The workshop will run twice a week, on Mondays and Wednesdays, for three weeks (September 17 - October 3, 2018), the duration of each session will be 90 minutes (11:30am - 1:00pm). The sessions will take place in the Gauss Lab, Ross S110.

If you are an undergraduate student, we would like to invite you to register to any, or all, of the sessions on the following link:

Please share this email with any interested students. We hope to see you at the workshop!

Best wishes,

Yohana and Allysa (On behalf of the AWM committee)

(November 14, 2018) (*) The exam schedule was announced and we will have a midterm December 6, 2018 7-10pm (location is still TBD). I'll send out another announcement when we get the location. UPDATE (Nov 23): The exam is in the Aviva centre. This is a large space with lots of classes in the same room at the same time.

(November 23, 2018) I will be out of town November 26-30. There are people who will replace me during class, but my office hours are cancelled for that week. For the class and tutorial I'm providing you with practice problems for the midterm. Please do these problems and make sure that you have others read your explanations if you are unsure. The midterm will be very similar (not quite so long).

(January 4, 2019) You should have received your midterm exam by email so that it can be accessed through the crowdmark system. If you did not, it is possible that there was a glitch and you should notify me ASAP.

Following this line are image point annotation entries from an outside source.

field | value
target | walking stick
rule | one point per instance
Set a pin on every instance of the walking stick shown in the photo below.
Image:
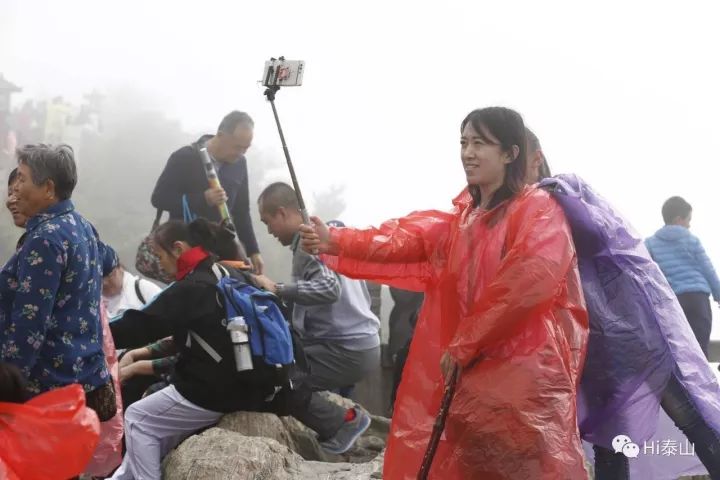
(214, 182)
(439, 425)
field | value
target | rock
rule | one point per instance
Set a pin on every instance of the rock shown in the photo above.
(219, 454)
(297, 437)
(268, 425)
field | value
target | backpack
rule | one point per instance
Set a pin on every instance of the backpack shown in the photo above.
(270, 338)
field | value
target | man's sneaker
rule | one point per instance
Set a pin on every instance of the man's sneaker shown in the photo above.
(348, 434)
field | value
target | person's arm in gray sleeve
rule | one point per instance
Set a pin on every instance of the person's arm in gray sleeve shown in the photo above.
(319, 285)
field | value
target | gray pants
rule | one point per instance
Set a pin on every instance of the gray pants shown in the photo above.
(154, 426)
(331, 367)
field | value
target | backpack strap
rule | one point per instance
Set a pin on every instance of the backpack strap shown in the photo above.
(203, 344)
(219, 271)
(138, 292)
(156, 223)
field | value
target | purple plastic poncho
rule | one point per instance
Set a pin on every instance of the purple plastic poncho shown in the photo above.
(638, 332)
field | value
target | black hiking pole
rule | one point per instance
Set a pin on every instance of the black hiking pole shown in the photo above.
(214, 182)
(439, 425)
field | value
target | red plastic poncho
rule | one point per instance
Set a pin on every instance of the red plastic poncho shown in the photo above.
(503, 296)
(108, 453)
(51, 437)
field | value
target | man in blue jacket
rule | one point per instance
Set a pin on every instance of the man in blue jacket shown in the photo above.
(183, 181)
(686, 266)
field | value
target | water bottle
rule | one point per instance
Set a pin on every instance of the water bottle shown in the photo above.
(241, 343)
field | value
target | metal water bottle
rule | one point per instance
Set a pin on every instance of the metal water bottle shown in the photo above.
(239, 335)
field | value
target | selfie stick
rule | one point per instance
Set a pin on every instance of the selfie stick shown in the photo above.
(270, 94)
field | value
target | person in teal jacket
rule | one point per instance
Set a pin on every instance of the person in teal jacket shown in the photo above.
(686, 266)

(January 14, 2019) I will be out of town January 21-25, 2019. Office hours for that week are unfortunately cancelled. I will also need to displace my office hours on January 17, 2019 and they will be from 10am-11am (and not the usual 2:30pm-3:30pm).

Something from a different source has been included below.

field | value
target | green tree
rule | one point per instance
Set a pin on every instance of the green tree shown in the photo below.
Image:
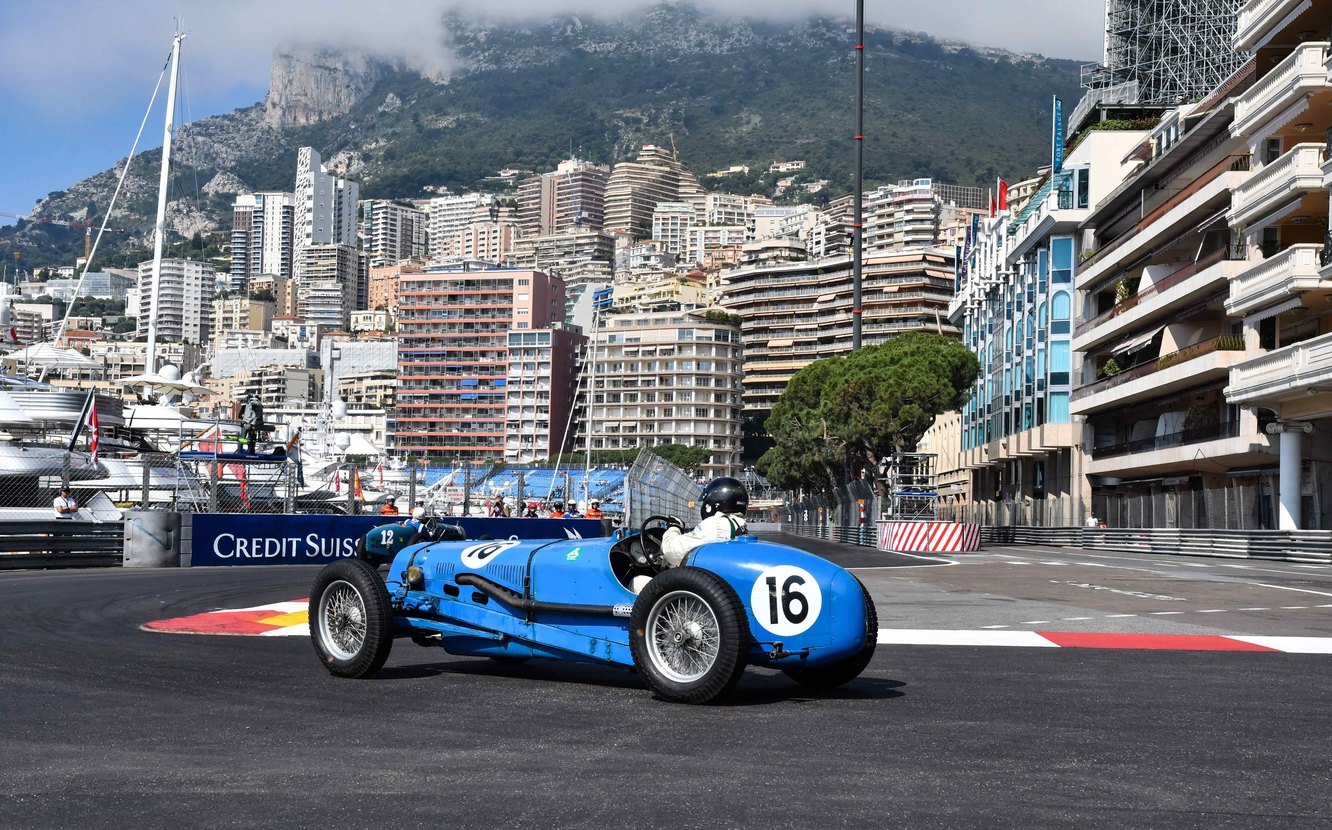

(February 28, 2019) (*) A tentative date for the exam has been assigned by the registrar for Saturday, April 13, 2019. I will let you know here if there are changes on subsequent updates.

(Feb 28, 2019) (*) You are required to do a presentation as part of your grade for this class. The TAs will be assigning a single problem from assignment 9 to each student (that is, you won't be required to write up all of them, just one that you will present in the tutorial). You should attend tutorial and make sure that you are assigned a problem as well as a date to present it (you will be assigned the problem one day and should present it in the following weeks).

I just wanted to let everyone know that it is each person's individual responsibility that they are assigned a problem from assignment 9 by the TA and to make sure that she/he attends on the right day and has a time to present it in tutorial.

(Mar 11, 2019) (*) When you do your presentation the TAs will be evaluating you on these criteria.

(Mar 26, 2019) I like this:

(Mar 26, 2019) Here is a list of topics that the final will be focused on:
rationals and irrationals
complex numbers
Euclidean algorithm and applications
modular arithmetic
counting and binomial theorem

Remark: announcements on this page marked with an (*) will also be sent to registered students via Moodle.

(Mar 30, 2019) (*) I have to push back my Monday office hours this coming week. Here are my scheduled office hours for the next two weeks:
Tuesday, April 1, 2:30-3:30pm
Thursday April 4, 2:30-3:30pm
Monday April 8, 12-1pm
Thursday April 11, 2:30-3:30pm

(Apr 1, 2019) I've added more problems to the practice. The TAs and I can answer these questions in class tonight (but not the ones posted on the Moodle).